Commonly debt security issued by a public treasury or by a company.
That it can be exchanged for cash or any commodity.


But there is a keyword in the concept of investment:

LEVERAGE.

· It refers to debt or loan funds to finance the purchase of the assets of the company.
Or as I define it:
· Acquiring a loan or debt to earn more.
· "Make money without working but still studying."
· possibility of financing certain asset purchases without the need for money of the operation at present.
There are three kinds of leverage:
· Positive financial leverage: When obtaining funds from loans is productive, ie, when the rate of return is achieved on the assets of the company is greater than the interest rate paid by the proceeds from the loans.
· Financial leverage Negative: When obtaining funds from loans is unproductive, ie, when the rate of return is achieved on the assets of the company, is lower than the interest rate paid by the proceeds from the loans.
· Financial leverage Neutral: When obtaining funds from loans reaches the point of indifference, ie, when the rate of return is achieved on the assets of the company is equal to the interest rate paid by the proceeds from the loans.
There are many benefits but also the consequences because there is a risk. They did not think he had a bad side when wanting to win more?
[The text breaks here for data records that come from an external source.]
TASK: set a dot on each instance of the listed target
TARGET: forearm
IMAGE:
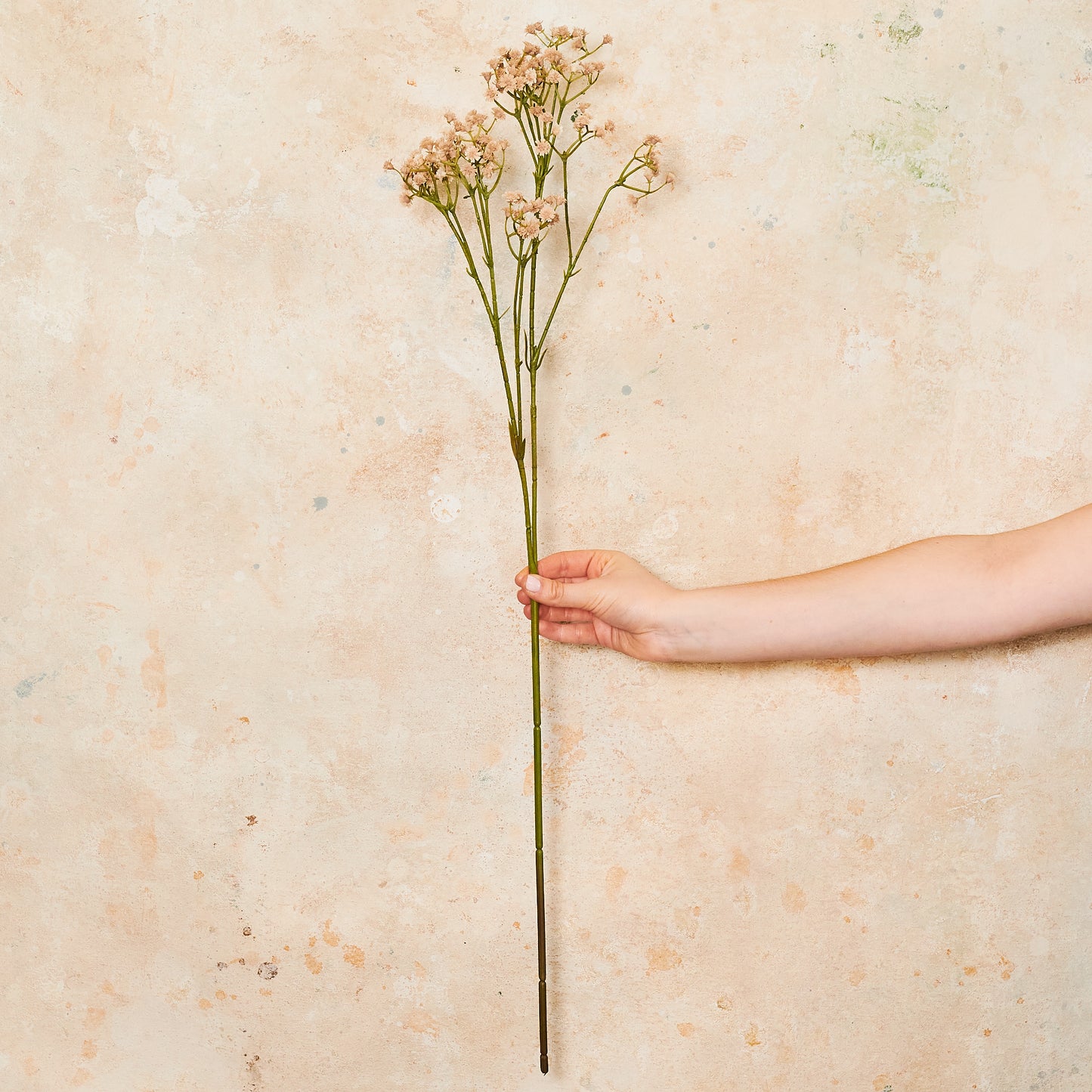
(940, 593)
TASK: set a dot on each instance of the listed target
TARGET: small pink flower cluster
(540, 63)
(468, 152)
(582, 125)
(651, 159)
(531, 218)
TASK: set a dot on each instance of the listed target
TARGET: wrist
(691, 633)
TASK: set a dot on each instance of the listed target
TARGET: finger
(559, 614)
(569, 562)
(581, 594)
(549, 562)
(580, 633)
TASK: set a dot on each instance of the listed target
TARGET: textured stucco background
(265, 812)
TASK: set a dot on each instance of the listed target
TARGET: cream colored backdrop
(265, 812)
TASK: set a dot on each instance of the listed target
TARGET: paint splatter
(444, 509)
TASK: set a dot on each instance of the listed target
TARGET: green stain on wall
(905, 29)
(911, 144)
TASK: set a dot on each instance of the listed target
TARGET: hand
(604, 598)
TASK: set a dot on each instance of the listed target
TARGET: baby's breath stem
(456, 227)
(571, 269)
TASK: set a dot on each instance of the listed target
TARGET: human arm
(940, 593)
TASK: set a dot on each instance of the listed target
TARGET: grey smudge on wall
(24, 688)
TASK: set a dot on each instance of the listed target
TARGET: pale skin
(937, 594)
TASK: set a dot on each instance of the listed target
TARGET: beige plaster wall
(265, 812)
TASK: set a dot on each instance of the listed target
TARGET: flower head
(531, 220)
(466, 155)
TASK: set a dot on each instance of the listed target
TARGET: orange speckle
(419, 1020)
(662, 957)
(153, 670)
(353, 954)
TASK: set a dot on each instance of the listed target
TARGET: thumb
(582, 595)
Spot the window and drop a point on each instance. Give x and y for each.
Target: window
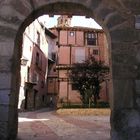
(95, 52)
(54, 56)
(35, 77)
(80, 55)
(71, 33)
(74, 87)
(90, 38)
(38, 38)
(37, 59)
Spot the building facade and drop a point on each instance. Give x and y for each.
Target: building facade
(75, 45)
(37, 41)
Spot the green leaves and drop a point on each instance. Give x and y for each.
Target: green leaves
(87, 76)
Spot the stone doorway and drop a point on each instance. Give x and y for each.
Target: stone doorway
(118, 21)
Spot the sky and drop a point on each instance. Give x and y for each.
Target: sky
(76, 21)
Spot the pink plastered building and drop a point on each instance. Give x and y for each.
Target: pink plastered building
(75, 44)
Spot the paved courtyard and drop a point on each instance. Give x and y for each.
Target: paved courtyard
(46, 125)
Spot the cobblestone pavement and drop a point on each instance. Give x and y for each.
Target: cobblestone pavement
(46, 125)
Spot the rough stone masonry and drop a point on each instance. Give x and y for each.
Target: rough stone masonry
(120, 21)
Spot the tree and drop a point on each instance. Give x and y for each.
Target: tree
(87, 77)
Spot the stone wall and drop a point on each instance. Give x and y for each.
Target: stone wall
(117, 17)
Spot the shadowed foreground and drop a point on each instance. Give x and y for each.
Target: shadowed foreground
(46, 125)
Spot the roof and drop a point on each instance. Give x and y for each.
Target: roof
(48, 32)
(77, 28)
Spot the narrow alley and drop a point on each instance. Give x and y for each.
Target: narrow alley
(47, 125)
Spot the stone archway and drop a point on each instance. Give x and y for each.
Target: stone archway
(117, 19)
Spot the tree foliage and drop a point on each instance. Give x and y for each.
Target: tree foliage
(87, 77)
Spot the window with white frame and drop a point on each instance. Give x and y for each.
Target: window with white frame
(91, 38)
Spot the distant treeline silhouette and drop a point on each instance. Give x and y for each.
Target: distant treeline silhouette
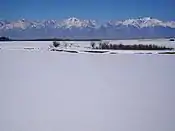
(107, 46)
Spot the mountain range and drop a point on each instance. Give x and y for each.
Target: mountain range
(75, 28)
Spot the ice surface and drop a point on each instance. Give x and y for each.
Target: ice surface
(51, 91)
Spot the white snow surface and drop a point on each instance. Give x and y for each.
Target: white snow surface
(51, 91)
(82, 46)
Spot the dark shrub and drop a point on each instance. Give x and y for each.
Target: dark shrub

Some methods are more dangerous than others, the good news is that there are stable and methods also is what makes winning more people.





It is a big issue: How to make money from nothing?
This is a handbook:

1. Have Capital (can be whatever You have in your pocket)
2. Think well (or investment expense).
3. If you invest, you will Have to Decide Which is the best field (real estate, gold, stocks, etc).
It's all a process (thought it was easy? Well it is not). You must think since there are very many Carefully fields That are "fragile" (for the fall of market prices in the sector can raise or lower the price) and, HENCE, will see the benefits and Consequences of your investment.
I had never explored this subject (I had never seriously occurred) but seeing this video started to explore this topic and excited me even more Knowing That You always have a "plan B".
I will explain (my words) types of investment:
· Action:
Each of the parties That is divided the capital city of a company, corporation Usually to:
Certifying Diploma and the value of each Represents Of Those parts of the capital.

· Investment funds:
That companies meet different investments to focus it on assets of other companies.
Action allocate the capital goods at a profit.

· Bonds.
Commonly debt security issued by a public treasury or by a company.
It can be Exchanged for cash or any consumer item.

But there is a keyword in the concept of investment:




LEVERAGE.

it Refers to debt or loan funds to finance the purchase of the assets of the company.
Or as I define it:

· Acquiring a loan or debt to earn more.
· "Make money without working but still studying."
· Possibility of financing purchases without the asset Certain need for money of the operation at present.
There are three kinds of leverage:
· Positive Financial Leverage: When Obtaining funds from loans is productive, ie, When the rate of return on the assets is Achieved of the company is greater than the interest rate paid by the funds raised loans.
· Financial Leverage Negative: When Obtaining funds from loans is unproductive, ie When the rate of return on the assets is Achieved of the company, is lower than the interest rate paid by the funds raised loans.
· Financial Leverage Neutral: When Obtaining funds from loans Reaches the point of indifference, ie, When the rate of return on the assets is Achieved of the company is equal to the interest rate paid on funds Obtained loans.
There are many benefits but Also the Consequences Because there is a risk. They did not think I had a bad side wanting to win more When? Some methods are more dangerous than others, the good news is there are stable and That Also methods is winning more What Makes people.